Honoring the commons is not a matter of moral exhortation. It is a practical necessity. We in Western society are going through a period of intensifying belief in private ownership, to the detriment of the public good. We have to remain constantly vigilant to prevent raids by those who would sel
fishly exploit our common heritage for their private gain. Such raids on our natural resources are not examples of enterprise and initiative. They are attempts to take from all the people just for the benefit of a few.
UNDISCOVERED PUBLIC KNOWLEDGE
Artists and intellectuals despondent over the prospects for originality can take heart from a phenomenon identified about twenty years ago by Don Swanson, a library scientist at the University of Chicago.

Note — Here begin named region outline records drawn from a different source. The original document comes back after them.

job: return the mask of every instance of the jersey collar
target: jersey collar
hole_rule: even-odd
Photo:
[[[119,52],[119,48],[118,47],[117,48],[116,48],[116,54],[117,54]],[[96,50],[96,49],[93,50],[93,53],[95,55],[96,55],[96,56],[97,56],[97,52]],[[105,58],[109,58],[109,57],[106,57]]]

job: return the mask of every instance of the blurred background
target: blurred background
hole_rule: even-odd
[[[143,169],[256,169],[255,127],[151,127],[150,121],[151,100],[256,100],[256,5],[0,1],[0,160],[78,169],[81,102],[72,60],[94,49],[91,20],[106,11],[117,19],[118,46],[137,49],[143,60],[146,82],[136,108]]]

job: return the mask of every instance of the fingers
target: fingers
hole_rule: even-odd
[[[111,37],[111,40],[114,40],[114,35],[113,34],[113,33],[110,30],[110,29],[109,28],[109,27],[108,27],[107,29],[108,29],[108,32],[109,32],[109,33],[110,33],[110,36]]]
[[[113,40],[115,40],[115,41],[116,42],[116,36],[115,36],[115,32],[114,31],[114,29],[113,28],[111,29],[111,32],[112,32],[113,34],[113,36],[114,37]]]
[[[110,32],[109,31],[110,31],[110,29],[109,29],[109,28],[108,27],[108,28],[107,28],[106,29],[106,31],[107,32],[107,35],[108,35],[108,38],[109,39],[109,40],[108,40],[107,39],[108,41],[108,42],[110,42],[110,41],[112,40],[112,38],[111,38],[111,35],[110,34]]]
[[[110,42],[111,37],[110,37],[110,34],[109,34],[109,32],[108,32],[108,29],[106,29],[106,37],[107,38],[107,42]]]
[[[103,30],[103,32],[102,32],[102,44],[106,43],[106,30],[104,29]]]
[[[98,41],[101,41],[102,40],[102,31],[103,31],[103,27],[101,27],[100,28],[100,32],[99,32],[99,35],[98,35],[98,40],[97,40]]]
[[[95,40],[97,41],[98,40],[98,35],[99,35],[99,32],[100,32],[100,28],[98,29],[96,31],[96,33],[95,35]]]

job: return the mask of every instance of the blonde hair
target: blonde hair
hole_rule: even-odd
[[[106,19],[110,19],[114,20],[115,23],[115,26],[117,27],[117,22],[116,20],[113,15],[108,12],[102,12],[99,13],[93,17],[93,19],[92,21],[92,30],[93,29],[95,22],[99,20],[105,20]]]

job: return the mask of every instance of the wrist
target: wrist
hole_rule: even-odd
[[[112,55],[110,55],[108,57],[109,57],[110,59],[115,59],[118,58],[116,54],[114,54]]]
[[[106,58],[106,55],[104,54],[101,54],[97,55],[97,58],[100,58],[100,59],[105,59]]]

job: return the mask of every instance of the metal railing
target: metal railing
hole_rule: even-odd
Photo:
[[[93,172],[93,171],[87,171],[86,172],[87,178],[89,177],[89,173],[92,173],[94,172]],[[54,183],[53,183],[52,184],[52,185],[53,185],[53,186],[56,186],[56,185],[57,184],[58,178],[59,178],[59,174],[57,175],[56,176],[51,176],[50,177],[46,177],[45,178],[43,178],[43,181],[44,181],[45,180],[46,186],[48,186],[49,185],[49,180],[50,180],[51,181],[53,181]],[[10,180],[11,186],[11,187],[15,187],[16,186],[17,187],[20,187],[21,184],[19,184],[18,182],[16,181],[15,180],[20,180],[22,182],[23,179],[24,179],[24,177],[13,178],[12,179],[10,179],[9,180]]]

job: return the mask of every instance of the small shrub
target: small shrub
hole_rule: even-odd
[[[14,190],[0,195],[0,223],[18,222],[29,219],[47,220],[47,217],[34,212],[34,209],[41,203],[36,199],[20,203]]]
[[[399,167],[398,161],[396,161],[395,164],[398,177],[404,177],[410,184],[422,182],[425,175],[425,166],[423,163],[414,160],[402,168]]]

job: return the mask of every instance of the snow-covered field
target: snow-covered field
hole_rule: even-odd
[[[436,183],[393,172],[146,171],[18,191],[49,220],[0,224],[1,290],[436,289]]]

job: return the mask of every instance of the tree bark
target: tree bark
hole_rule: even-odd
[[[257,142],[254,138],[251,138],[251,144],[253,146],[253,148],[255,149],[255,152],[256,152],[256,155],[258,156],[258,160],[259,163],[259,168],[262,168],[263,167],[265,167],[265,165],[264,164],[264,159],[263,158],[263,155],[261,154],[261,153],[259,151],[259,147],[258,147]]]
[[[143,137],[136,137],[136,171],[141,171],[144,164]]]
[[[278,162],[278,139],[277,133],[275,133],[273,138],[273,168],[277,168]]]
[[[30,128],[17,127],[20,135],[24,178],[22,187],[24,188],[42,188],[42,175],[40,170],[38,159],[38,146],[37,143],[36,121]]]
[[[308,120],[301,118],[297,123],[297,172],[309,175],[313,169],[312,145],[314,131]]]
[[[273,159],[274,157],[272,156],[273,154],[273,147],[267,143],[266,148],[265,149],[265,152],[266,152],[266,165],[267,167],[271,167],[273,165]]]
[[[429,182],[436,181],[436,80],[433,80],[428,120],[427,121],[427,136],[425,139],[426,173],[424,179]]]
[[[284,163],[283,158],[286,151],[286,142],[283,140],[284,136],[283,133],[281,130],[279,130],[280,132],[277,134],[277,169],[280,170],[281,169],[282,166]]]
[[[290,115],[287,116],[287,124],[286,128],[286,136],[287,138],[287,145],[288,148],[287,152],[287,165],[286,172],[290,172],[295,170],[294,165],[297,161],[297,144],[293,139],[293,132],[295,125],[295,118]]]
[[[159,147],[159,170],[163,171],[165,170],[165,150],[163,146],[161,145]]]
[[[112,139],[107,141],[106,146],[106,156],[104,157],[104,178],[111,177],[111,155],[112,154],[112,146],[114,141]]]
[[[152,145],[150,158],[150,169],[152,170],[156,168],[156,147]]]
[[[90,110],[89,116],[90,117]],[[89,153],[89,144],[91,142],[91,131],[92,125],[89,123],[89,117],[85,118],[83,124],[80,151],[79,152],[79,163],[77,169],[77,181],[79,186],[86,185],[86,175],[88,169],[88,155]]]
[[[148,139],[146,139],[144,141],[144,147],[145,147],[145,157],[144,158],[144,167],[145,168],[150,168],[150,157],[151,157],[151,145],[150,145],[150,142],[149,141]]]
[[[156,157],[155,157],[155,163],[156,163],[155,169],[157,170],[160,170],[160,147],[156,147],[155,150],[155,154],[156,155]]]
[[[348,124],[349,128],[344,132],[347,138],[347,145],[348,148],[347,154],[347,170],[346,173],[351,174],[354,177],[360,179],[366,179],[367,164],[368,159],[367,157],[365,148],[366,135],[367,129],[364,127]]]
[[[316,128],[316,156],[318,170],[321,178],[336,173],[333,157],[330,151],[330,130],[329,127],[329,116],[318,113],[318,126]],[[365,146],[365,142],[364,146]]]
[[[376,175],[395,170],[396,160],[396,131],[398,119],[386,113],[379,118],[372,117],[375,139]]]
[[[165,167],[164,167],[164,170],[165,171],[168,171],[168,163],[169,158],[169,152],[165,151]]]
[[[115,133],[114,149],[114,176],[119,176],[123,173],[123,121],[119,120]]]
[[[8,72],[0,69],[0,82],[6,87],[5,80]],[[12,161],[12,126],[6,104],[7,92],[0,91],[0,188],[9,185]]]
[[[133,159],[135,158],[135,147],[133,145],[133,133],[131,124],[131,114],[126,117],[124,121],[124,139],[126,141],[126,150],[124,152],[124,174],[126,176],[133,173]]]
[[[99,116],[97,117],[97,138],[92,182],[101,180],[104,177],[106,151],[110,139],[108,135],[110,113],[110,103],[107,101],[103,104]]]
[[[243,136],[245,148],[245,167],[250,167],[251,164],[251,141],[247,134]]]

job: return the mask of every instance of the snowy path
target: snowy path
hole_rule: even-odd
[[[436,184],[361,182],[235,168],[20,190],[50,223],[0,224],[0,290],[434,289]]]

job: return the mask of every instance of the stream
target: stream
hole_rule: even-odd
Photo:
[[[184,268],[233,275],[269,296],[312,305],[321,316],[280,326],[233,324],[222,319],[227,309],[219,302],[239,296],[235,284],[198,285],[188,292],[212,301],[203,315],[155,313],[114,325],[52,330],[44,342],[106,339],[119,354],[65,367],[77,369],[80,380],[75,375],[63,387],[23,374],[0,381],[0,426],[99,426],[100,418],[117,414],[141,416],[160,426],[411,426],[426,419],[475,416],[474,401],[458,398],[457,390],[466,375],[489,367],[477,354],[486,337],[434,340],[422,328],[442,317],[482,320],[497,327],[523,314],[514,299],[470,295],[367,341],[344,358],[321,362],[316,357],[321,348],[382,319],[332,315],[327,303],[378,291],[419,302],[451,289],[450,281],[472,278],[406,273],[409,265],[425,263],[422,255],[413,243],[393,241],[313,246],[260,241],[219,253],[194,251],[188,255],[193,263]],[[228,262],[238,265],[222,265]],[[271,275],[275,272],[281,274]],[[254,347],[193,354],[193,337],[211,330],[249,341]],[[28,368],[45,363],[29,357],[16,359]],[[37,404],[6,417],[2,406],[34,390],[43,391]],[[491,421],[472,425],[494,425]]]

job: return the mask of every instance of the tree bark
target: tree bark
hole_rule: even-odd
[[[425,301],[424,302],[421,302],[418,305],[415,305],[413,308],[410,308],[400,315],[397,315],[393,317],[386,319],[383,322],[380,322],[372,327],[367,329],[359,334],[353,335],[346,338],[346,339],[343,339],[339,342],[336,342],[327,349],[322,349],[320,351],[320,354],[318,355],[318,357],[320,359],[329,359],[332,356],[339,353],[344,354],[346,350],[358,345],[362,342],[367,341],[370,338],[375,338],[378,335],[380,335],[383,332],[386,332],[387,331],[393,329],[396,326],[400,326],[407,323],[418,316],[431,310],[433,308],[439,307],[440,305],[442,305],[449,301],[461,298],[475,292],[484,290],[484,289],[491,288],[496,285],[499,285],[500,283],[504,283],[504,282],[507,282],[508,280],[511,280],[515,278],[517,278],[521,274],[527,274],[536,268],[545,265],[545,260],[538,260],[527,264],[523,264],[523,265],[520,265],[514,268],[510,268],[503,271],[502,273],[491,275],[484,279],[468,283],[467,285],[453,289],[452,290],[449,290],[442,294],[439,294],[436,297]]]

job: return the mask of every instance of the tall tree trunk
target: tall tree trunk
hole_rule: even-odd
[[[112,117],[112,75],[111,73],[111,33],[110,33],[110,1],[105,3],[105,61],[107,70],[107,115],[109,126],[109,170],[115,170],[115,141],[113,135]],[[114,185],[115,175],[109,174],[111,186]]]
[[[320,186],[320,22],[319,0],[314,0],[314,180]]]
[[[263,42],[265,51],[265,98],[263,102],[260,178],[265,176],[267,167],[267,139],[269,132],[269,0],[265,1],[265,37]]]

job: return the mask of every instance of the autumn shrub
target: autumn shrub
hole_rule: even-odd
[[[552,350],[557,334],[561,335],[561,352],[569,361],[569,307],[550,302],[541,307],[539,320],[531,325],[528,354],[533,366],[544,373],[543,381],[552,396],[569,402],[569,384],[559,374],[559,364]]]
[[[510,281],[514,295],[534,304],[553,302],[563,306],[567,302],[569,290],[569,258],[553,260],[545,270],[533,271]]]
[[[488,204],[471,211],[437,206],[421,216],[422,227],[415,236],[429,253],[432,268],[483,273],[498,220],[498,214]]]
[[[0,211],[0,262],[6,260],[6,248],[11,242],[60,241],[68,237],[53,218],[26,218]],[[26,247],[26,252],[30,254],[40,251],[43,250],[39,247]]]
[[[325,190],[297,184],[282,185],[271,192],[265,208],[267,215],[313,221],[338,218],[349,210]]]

He called it “undiscovered public knowledge.” Swanson showed that standing problems in medical research may be significantly addressed, perhaps even solved, simply by systematically surveying the scientific literature. Left to its own devices, research tends to become more specialized and abstracted from the real-world problems that motivated it and to which it remains relevant. This suggests that such a problem may be tackled effectively not by commissioning more research but by assuming that most or all of the solution can already be found in various scientific journals, waiting to be assembled by someone willing to read across specialties. Swanson himself did this in the case of Raynaud’s syndrome, a disease that causes the fingers of young women to become numb. His finding is especially striking—perhaps even scandalous—because it happened in the ever-expanding biomedical sciences.
Undiscovered public knowledge emboldens us to question the extreme claims to originality made in press releases and publishers’ notices: Is an intellectual or creative offering truly novel, or have we just forgotten a worthy precursor? Does solving certain scientific problems really require massive additional funding, or could a computerized search engine, creatively deployed, do the same job more quickly and cheaply? Lastly, does our appetite for creative vitality require the violence and exasperation of another avant-garde, with its wearisome killing-the-father imperatives, or might we be better off ratifying the ecstasy of influence—and deepening our willingness to understand the commonality and timelessness of the methods and motifs available to artists?